In Los Angeles, Natalie Portman took to the stage, with an inspiring speech of women’s continued repression in society. She declared, “I do not feel safe in my body walking alone at night” causing a massive roar in the crowd, signaling an upsurge of understanding and momentum. The message was clear: we will not be afraid anymore.

In just the first few days of his presidency, Trump has already made it clear that he, his cabinet, and his policies are in direct opposition to women’s rights, healthcare access, free speech, civil rights, environmental protection, and so many more critical issues. However, in the days since the protest, the energy working against these regressive policies has not stopped. The same message is being echoed throughout the country—complacency will no longer be tolerated.

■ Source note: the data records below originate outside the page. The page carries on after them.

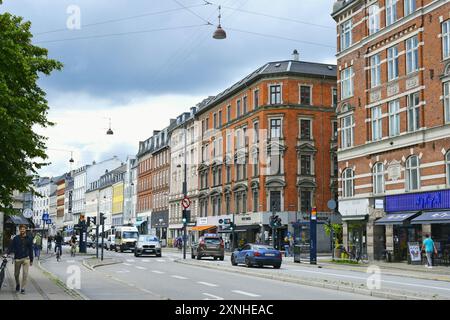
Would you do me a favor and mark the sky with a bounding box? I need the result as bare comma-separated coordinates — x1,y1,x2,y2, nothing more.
0,0,336,176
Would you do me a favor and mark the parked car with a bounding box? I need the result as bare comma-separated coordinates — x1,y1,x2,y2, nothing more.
114,226,139,252
191,233,225,261
134,235,161,257
104,234,115,251
231,243,282,269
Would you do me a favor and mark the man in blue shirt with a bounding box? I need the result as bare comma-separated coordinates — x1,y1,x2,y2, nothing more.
422,234,437,268
7,225,33,294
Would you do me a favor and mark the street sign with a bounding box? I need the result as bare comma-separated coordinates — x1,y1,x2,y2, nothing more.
22,209,33,219
181,197,191,209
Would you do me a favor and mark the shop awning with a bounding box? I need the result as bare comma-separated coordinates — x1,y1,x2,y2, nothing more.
192,226,216,231
5,216,30,226
411,211,450,224
375,212,419,225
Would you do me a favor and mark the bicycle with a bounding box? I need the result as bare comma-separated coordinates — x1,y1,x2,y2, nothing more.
0,255,8,290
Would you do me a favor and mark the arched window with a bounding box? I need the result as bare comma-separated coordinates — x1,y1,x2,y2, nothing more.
405,156,420,191
372,162,384,194
342,168,354,198
445,150,450,186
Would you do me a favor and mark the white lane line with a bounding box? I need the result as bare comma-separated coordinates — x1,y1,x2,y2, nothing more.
202,293,223,300
197,281,218,287
152,270,165,274
293,269,450,291
232,290,261,297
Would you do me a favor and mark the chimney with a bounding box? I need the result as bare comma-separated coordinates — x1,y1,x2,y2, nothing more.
292,49,300,61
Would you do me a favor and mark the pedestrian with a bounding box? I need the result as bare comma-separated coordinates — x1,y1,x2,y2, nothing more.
33,232,42,260
422,234,437,269
7,225,33,294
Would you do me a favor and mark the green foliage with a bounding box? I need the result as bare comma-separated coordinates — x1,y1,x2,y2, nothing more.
0,6,62,212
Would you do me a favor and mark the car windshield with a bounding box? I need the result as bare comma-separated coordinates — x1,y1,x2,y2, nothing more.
123,231,138,239
252,246,275,250
139,236,158,242
205,238,220,244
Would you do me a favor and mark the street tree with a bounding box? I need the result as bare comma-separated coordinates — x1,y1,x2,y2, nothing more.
0,0,62,213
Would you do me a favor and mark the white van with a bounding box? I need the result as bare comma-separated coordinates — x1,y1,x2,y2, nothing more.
114,227,139,252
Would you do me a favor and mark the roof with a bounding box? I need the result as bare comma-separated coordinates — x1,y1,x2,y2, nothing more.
199,60,337,113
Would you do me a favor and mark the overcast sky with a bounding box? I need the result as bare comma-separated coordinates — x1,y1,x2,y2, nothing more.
0,0,336,176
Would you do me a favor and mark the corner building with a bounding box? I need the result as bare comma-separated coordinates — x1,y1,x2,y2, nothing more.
332,0,450,260
195,55,337,250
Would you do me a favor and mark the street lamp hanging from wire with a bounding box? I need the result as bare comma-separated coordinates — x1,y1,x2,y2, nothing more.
213,6,227,40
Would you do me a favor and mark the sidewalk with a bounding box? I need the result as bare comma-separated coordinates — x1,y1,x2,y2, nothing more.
0,255,82,300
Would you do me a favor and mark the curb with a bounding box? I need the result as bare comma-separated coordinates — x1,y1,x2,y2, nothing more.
174,259,442,300
37,261,90,300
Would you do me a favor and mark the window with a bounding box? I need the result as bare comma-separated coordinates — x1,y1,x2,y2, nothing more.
442,20,450,59
342,168,354,198
389,100,400,137
444,81,450,123
369,4,380,34
340,20,352,51
372,106,383,141
300,119,312,140
370,54,381,88
386,0,397,26
341,115,353,148
300,154,312,176
270,119,281,139
445,151,450,186
388,46,398,81
300,86,311,105
403,0,416,17
253,89,259,109
407,93,420,132
242,96,248,114
270,85,281,104
405,156,420,191
373,162,384,194
406,36,419,73
331,88,337,108
341,67,353,99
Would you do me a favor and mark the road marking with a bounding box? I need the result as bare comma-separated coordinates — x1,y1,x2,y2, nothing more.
197,281,218,287
202,293,223,300
232,290,261,297
293,269,450,291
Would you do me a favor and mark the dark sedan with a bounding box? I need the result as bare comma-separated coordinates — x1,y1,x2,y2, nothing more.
231,243,282,269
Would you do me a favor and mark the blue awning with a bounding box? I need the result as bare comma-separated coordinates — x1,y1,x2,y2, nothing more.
375,212,419,225
411,211,450,224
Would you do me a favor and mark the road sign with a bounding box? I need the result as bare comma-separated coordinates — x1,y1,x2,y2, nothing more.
22,209,33,219
181,197,191,209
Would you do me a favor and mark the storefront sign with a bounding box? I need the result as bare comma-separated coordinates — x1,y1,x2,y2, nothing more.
408,242,422,264
386,190,450,212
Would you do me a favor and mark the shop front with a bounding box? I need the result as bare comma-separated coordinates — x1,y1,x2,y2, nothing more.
386,189,450,265
151,210,169,247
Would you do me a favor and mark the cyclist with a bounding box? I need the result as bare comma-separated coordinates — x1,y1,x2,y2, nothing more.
69,235,77,257
55,232,64,256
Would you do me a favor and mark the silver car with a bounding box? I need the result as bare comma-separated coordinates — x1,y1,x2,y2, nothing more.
134,235,161,257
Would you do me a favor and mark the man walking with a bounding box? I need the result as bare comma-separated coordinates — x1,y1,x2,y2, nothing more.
7,225,33,294
422,234,437,269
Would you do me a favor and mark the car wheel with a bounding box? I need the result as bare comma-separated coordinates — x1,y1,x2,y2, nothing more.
245,256,252,268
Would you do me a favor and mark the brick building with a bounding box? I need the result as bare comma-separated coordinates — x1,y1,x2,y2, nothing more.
332,0,450,259
196,52,337,250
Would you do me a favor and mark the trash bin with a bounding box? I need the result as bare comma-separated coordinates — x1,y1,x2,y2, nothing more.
294,244,301,263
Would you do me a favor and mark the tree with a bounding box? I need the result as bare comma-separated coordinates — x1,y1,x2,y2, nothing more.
0,0,62,213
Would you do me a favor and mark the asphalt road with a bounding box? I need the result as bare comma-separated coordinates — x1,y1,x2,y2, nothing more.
42,247,380,300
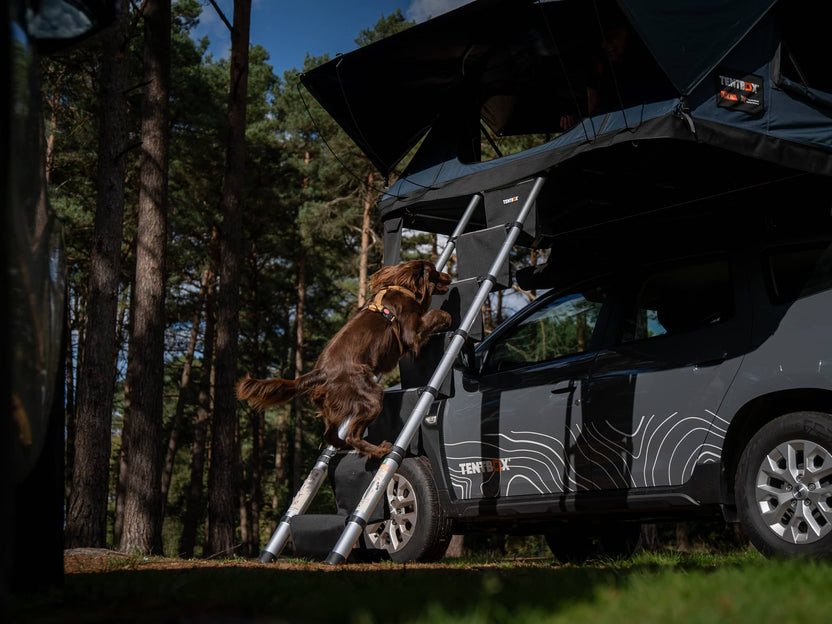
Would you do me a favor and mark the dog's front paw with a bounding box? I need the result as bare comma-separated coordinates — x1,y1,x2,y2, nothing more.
435,310,453,329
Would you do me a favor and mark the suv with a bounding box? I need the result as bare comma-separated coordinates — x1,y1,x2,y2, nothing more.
332,215,832,561
0,0,115,596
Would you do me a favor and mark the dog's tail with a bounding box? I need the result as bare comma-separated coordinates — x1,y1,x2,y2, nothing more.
237,368,326,409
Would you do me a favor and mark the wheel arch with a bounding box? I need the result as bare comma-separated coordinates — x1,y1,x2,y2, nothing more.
721,388,832,507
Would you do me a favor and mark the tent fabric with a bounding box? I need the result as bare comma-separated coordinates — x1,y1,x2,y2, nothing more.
302,0,832,244
619,0,776,95
301,0,774,175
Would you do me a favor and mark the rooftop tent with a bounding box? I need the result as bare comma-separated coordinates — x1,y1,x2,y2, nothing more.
302,0,832,251
302,0,774,174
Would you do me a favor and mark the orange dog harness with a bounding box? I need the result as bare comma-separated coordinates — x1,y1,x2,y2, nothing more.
364,286,418,353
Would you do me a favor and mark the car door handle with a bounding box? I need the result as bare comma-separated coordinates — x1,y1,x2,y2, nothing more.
693,353,728,370
552,379,575,394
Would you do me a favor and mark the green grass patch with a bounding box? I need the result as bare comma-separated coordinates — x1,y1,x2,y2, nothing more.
12,551,832,624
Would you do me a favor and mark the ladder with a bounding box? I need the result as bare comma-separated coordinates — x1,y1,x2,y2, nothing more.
259,176,545,565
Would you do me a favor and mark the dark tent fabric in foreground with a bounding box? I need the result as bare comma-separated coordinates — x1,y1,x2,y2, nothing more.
301,0,832,251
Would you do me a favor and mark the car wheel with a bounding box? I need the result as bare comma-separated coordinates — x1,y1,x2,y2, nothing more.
364,457,451,563
545,522,641,563
735,412,832,557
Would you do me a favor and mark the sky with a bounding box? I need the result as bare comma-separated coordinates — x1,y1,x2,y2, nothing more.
194,0,470,76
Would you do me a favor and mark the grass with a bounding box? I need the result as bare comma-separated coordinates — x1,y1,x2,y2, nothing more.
12,551,832,624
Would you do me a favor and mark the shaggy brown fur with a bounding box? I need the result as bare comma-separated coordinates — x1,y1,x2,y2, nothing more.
237,260,451,457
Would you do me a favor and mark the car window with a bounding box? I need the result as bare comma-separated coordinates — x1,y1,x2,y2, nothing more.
484,286,607,372
621,260,734,342
765,243,832,303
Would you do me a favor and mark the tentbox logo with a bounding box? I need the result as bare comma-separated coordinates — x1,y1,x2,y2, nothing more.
716,70,765,114
459,459,509,474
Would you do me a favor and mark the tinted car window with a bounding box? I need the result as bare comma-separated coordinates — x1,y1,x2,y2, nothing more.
765,243,832,303
485,286,607,372
621,260,734,342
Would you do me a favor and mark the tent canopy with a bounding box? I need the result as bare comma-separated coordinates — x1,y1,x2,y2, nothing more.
301,0,788,174
301,0,832,256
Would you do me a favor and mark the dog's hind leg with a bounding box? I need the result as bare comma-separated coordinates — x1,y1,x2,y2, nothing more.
330,369,392,457
323,425,347,449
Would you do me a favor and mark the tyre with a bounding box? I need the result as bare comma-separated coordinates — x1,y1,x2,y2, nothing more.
735,412,832,557
364,457,451,563
545,521,641,563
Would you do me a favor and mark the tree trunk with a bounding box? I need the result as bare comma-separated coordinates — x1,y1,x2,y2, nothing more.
162,270,208,510
358,172,373,308
66,0,127,548
292,249,306,492
179,260,216,558
270,407,291,533
120,0,171,554
206,0,251,555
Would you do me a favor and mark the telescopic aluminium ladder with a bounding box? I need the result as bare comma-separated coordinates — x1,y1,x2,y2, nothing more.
260,176,545,565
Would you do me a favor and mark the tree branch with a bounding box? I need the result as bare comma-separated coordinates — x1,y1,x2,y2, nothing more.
208,0,234,32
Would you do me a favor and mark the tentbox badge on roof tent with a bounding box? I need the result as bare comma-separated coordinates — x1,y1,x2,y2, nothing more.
716,69,765,115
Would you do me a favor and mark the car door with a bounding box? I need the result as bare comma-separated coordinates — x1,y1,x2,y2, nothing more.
442,280,610,499
574,256,751,489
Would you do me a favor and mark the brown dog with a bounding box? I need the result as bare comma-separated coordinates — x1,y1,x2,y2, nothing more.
237,260,451,457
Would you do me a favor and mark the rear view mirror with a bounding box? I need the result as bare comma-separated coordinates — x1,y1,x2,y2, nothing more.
26,0,118,54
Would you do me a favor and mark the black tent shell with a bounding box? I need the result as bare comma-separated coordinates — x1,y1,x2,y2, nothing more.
301,0,832,251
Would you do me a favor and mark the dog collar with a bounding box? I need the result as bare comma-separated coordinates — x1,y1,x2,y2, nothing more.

Caitlin O’Connor, RHIG Co-President and march participant, observed, “I saw one girl who could not have been much older than me holding a sign that said, ‘I had cancer and I would be dead if it wasn’t for the Affordable Care Act.’ I really hope that lawmakers and people in Washington take note of what’s going on down here on the ground, because we are their public, we won’t stay silent, and they owe it to us to get this right.”

The Women’s March served as a much-needed surge of hope, and support in communities across the country. But it is also a sign of what is to come, an indication of the passion and perseverance of so many Americans, and the resolute commitment of millions to protect the rights of our fellow citizens.